Alasan pemohonan Judicial Review Undang-Undang Nomor 3 Tahun 2020 tentang perubahan atas Undang-Undang Nomor: 4 Tahun 2009 tentang Pertambangan Mineral dan Batubara melanggar PAsal 28 D ayat (1), Pasal 28 H ayat (1) dan Pasal 28 C ayat (2) UUD 1934 pasca amandemen terkait perlakuan yang sama dihadapan hukum, hak mendapatkan lingkungan hidup yang baik dan sehat dan hak untuk memajukan dirinya dalam memperjuangkan haknya secara kolektif. 
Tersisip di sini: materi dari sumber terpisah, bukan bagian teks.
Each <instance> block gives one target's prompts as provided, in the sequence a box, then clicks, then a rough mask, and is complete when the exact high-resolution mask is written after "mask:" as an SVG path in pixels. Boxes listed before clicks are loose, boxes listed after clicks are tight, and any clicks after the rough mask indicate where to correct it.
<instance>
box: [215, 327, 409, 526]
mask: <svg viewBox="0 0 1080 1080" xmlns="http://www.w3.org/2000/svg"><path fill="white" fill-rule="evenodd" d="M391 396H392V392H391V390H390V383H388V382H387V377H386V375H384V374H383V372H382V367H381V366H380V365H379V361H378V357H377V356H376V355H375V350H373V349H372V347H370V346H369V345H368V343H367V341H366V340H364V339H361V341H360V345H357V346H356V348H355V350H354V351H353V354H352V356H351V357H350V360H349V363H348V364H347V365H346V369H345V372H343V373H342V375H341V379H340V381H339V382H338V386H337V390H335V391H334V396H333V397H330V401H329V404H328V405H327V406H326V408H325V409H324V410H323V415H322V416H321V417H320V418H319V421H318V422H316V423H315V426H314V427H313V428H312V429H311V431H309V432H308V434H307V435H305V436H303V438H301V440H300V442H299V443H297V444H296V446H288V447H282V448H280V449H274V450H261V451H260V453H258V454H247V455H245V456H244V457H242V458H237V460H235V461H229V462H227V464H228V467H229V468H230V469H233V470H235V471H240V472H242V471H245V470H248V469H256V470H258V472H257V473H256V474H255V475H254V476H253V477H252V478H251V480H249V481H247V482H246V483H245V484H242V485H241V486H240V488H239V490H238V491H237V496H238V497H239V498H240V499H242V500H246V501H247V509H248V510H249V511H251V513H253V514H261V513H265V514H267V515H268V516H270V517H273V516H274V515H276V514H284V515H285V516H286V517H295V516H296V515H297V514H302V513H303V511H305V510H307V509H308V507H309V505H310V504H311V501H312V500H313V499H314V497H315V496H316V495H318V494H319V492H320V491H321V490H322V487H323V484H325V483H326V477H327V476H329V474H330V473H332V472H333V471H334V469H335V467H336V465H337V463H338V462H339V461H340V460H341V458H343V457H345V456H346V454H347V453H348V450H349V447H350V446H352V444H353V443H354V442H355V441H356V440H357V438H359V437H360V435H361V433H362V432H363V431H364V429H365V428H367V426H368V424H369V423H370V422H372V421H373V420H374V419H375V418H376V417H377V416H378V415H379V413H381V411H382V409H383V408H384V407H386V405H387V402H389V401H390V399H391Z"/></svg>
LBH Padang menjadi salah satu lembaga yang bersolidaritas dan menjadi kuasa hukum atas perjuangan masyarakat sekitar tambang di berbagai belahan Indonesia. Hari ini kami, bersolidaritas melakukan aksi di Sawahlunto di beberapa lokasi penambangan batubara yang meninggalkan kerusakan dan racun-racun bagi kehidupan masa mendatang. Perwakilan peserta aksi, Diki Rafiqi menuturkan kami membentangkan spanduk yang berisikan Cabut UU Minerba di lubang tambang, tambang aktif dan bekas penambangan lainya di beberapa titik di Kota Sawahlunto. Diki menuturkan sampai kapan rakyat harus menunggu tanah dan air dipulihkan kembali oleh aktivitas pertambangan yang merusak ini. Sampai kapan pemerintah mau serius dan sungguh-sungguh untuk memaksa perusahaan tambang melakukan pemulihan lingkungan berupa reklamasi dan pascatambang. Bukan malah membuat aturan yang semakin menyengsarakan kehidupan rakyat dan lingkungan akibat aktivitas tambang yang merusak dan rakus lahan. Sesungguhnya keselamatan rakyat dan kehidupan masa depan adalah hukum yang mesti dibuat bukan malah sebaliknya ujarnya.